The banging and clanging was enough to set the hair on her neck on edge. She grew impatient with the boys' constant racket. She'd taken them to the beach the day before, trying to get some reprieve. Sometimes it was better to take them somewhere; it would at least mean she didn't have to pick up the house fifty times a day. But this time, the twins had taken turns sprinting toward the water and therefore, she did the same. It was January, not a time for swimming. Just for finding shells and throwing it in the water. For a walk and looking at your foot prints. A time for photographs with bright coats against a grey sky. A time for picking up sticks to write in the sand. Or stepping from rock to rock to rock with no plan or destination in mind at all. At least, that's what it had been when she was a child.

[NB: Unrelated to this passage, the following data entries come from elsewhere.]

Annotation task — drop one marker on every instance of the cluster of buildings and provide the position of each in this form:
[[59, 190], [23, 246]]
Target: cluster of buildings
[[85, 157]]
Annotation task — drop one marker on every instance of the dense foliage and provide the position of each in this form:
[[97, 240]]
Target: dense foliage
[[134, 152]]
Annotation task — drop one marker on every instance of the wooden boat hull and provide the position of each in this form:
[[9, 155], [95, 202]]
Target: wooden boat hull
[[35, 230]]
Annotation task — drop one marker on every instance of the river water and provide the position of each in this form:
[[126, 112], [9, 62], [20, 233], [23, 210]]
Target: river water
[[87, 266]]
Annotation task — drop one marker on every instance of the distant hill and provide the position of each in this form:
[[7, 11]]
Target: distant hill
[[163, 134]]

The boys loved the beach. They liked putting the sand in their mouths to see who would swallow the biggest handful. They liked poking at each other with the sticks, no matter how many threats she made about that. They liked sprinting toward the water, seeing how far in they could get before wimping out or getting caught.

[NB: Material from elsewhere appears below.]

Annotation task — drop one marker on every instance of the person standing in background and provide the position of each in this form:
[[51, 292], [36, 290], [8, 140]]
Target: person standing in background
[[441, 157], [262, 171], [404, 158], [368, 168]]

At home they challenged each other to dangerous ends. They would pull out all the drawers in a dresser in order to climb as high as they could get. They'd chase the cat around as a team. She'd been a nice cat before the twins. Now she looked haggard and old. It made Carla feel guilty for having taken the cat in to begin with. She felt responsible for taking a sweet stray, and turning her into an abused housecat.

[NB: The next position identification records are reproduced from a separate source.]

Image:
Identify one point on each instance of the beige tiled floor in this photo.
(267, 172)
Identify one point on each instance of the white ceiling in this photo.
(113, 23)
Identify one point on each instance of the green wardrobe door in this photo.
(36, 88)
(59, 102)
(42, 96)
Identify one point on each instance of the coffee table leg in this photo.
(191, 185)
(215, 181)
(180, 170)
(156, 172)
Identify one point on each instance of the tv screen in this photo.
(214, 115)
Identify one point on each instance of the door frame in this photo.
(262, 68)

But she had faith that they would be kind still. She'd seen one take care of the other when he actually got hurt in their challenges. They saved their most ruthless and tenderest of moments for when they were alone, speaking their silent twin language.
People winked when they were younger and made comments about boys being boys. Then, she'd pictured them a pair of goal-scoring strikers on an unbeatable soccer team.
Now, people caste their eyes down, judging her and yet piteous of her at the same time. Now, other parents pictured police knocking on her door in a few years. Now, she pictured them beginning a revolution. Sure, they might still play soccer, but bigger things were in store for them. The world needed some bigger, better shit disturbers. Now, she was prouder of her rebels than she admitted.